Livré soudain à lui-même suite à un événement dramatique, Charley entreprend alors un long voyage avec Pete, devenu son compagnon d’aventures et improbable confident. Un long voyage à travers l’Ouest américain (Oregon, Idaho et Wyoming) en quête d’une nouvelle famille et d’un foyer stable, ordinaire et rassurant. Au fil de diverses rencontres, de coups du sort et d’une enfance remémorée, Charley se fait héraut et témoin d’un pays affaibli, aux rêves qui n’existent plus (le quotidien difficile de Del, les deux anciens soldats, les sans-abris…), et son périple paraît se calquer sur ces mêmes constats, entre déchirements et désillusions, dans la solitude des terres ou celle, plus violente, des villes.

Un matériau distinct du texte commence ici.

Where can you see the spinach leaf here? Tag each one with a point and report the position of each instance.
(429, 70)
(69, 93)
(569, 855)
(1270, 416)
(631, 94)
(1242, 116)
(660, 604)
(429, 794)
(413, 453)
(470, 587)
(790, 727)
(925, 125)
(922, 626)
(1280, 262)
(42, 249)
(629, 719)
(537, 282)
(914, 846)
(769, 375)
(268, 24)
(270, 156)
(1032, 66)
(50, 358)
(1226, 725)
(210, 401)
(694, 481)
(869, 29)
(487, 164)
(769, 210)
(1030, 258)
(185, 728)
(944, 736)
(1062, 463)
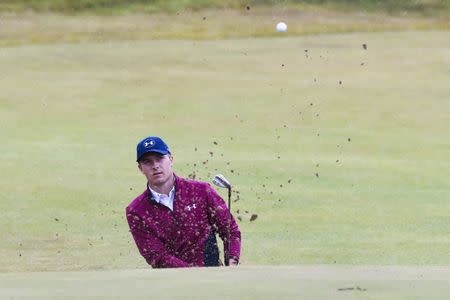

Tournant le dos à une figure paternelle perdue ou altérée (Ray, le père inconstant, Del, le père de substitution), Charley part à la recherche d’une figure maternelle (cette mère oubliée, la jockey Bonnie ou sa tante Maggy) qui saurait le réconforter, et surtout le ramener dans la vie. Lui permettre de retrouver (de redéfinir) l’amour de l’autre parmi les incertitudes de l’existence (à l’instar de Russell dans Week-end avec Glen ou de Kate dans 45 ans avec Geoff). Classique dans sa forme (peut-être même un peu trop), La route sauvage prouve en tout cas que Haigh, tout en abordant des univers très différents, sait garder intact son art précis de la simplicité, des dialogues et de la direction d’acteurs (Charlie Plummer, belle découverte), des silences aussi et de ces instants de pure émotion, tels des cadeaux.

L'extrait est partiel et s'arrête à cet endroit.